The Other Side of the Yucatan
by Tim Leffel



The Yucatan Peninsula of Mexico is best known for the vacation factory areas of Cancun and the Riviera Maya. But what lies in that mysterious area to the west...?


Uxmal Yucatan

We bumped along the old train tracks of what was once a grand sisal plantation, the driver using the reins and his commands to keep the skinny horse pulling our little train car moving along. Up ahead another horse and train car were heading straight for us. Our driver stopped. "Get out please," he told us in Spanish. When we did, he deftly lifted our little cart off the tracks to let the other one pass by. He wiggled it back on, motioned for us to get in, and we were on our way to the first underground pool for a swim.

It wouldn't work like this in the Riviera Maya, of course. Everything would be gussied up for tourists and the entrance fee would be quadrupled. But we were in some hard-to-find little rural spot in the Yucatan state, far from the sunburn and bikini crowd.

If the Yucatan Peninsula were a scale and the weights were dollars or tourists, it would lean to the right in a 1000-to-1 ratio. Cancun alone got more than four million tourists last year and another couple million headed to the string of resorts between Puerto Morales, Playa del Carmen, and Tulum to the South.

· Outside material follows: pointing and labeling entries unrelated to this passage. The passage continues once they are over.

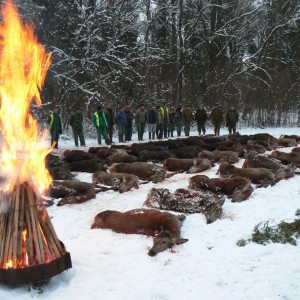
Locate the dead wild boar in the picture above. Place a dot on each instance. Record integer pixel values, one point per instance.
(72, 191)
(292, 157)
(186, 164)
(122, 181)
(118, 156)
(163, 226)
(258, 161)
(237, 188)
(60, 173)
(200, 165)
(187, 201)
(256, 175)
(225, 156)
(89, 166)
(143, 170)
(287, 142)
(77, 155)
(154, 156)
(186, 151)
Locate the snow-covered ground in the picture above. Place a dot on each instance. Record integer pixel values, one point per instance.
(114, 266)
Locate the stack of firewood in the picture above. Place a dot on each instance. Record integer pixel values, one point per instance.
(27, 236)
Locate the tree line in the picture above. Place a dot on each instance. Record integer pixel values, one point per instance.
(244, 53)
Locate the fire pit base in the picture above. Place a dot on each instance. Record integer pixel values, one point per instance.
(36, 273)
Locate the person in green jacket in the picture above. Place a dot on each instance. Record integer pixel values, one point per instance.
(76, 122)
(188, 117)
(100, 122)
(55, 127)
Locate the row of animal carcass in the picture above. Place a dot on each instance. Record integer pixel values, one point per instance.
(234, 182)
(204, 194)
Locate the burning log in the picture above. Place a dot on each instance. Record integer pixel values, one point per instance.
(28, 239)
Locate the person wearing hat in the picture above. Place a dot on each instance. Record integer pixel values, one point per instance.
(100, 123)
(152, 122)
(140, 121)
(55, 127)
(201, 117)
(76, 122)
(188, 119)
(232, 118)
(216, 117)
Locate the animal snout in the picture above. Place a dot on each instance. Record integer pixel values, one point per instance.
(152, 253)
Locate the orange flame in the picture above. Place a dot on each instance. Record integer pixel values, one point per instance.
(23, 67)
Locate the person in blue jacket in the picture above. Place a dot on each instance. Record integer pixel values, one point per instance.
(55, 127)
(121, 121)
(99, 121)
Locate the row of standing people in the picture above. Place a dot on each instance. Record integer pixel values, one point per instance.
(162, 121)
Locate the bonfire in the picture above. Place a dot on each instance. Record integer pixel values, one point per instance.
(29, 248)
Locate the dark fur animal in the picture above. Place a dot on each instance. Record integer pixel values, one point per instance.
(256, 175)
(143, 170)
(163, 226)
(187, 201)
(186, 164)
(89, 166)
(237, 188)
(154, 156)
(121, 181)
(225, 156)
(292, 157)
(259, 161)
(72, 191)
(77, 155)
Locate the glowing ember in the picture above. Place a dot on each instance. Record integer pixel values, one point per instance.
(23, 67)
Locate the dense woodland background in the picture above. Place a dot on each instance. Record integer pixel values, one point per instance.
(125, 52)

The first time I laid eyes on this land, I was in a state of mind that made me the perfect target customer. Our round-the-world backpacks were collecting dust in the basement and my wife and I were worn out from caring for a toddler. We desperately needed some recovery time. We found a cheap all-inclusive resort deal, dropped the little precious off with her grandparents, and hopped a plane to the Riviera Maya. We spent five days and nights eating, drinking, sleeping, and lounging around. It was like a prescription filled by a doctor, but with tequila and beach chairs instead of medicine.

Our one excursion was to the seaside ruins of Tulum. We arrived on one of the little combi vans that ply the highway south of Playa del Carmen. The other 5,000 people making the place look like a rock festival mostly arrived on tour buses. It took longer to get through the rows of souvenir trinket stalls than it did to tour the underwhelming ruins.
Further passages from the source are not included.